Ein Wort zur Sicherheit: Ein weißlicher, kahmiger Belag auf der Oberfläche (sogenannte Kahmhefe) ist harmlos und lässt sich einfach abschöpfen. Pelziger, bunter oder schwarz-grüner Schimmel dagegen gehört nicht ins Glas – in diesem seltenen Fall den Ansatz lieber entsorgen. Wer die Gurken untergetaucht hält und sauber arbeitet, wird damit aber kaum je Probleme haben.
Aufbewahrung und was dazu passt
Sind die Gurken sauer genug, kommt das Glas verschlossen in den Kühlschrank oder einen kühlen Keller. Dort verlangsamt sich die Gärung stark, und die Gurken reifen nur noch sanft weiter. So halten sie sich problemlos mehrere Wochen, bei kühler Lagerung sogar Monate – und werden mit der Zeit immer aromatischer.
Salzgurken sind wahre Allrounder auf dem Tisch. Sie gehören klassisch zur herzhaften Brotzeit mit dunklem Brot und Käse, machen sich hervorragend im Kartoffelsalat, neben gebratenem Fisch oder deftigem Fleisch und geben jedem Sandwich eine frische, säuerliche Note. Und die übrig gebliebene Lake ist zu schade zum Wegschütten: Sie würzt Suppen und Salatdressings oder dient als erfrischender Schluck – in Osteuropa ein bekanntes Hausmittel gegen den Kater.
Was ist der Unterschied zwischen Salzgurken und Essiggurken?
Salzgurken werden nur in einer Salzlake durch natürliche Milchsäuregärung sauer, ganz ohne Essig. Essiggurken dagegen werden mit einem Essigsud übergossen und meist eingekocht. Salzgurken schmecken milder, runder und lebendiger.

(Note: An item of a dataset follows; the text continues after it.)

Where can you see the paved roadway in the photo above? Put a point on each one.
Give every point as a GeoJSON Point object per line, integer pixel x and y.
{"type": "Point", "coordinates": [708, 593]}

Wie viel Salz braucht man für die Lake?
Als Faustregel gelten etwa 40 Gramm Salz pro Liter Wasser. Wichtig ist unjodiertes Salz ohne Rieselhilfe, damit die Gärung ungestört ablaufen kann.
Warum werden die Gurken weich?
Meist liegt es an zu großen oder nicht mehr frischen Gurken, fehlenden Gerbstoffen oder zu warmer Lagerung. Feste Einlegegurken, ein Meerrettichblatt und eine kühle Umgebung helfen, sie knackig zu halten.
Muss das Glas luftdicht verschlossen sein?
Nein, im Gegenteil. Während der Gärung sollte das Glas nur locker abgedeckt sein, damit die entstehenden Gase entweichen können. Erst wenn die Gurken fertig sind, wird verschlossen und kühl gelagert.
Ist der weiße Belag auf der Lake gefährlich?
Ein dünner, weißer Belag ist meist harmlose Kahmhefe und kann abgeschöpft werden. Nur bei pelzigem, farbigem oder schwarz-grünem Schimmel sollte der Ansatz entsorgt werden.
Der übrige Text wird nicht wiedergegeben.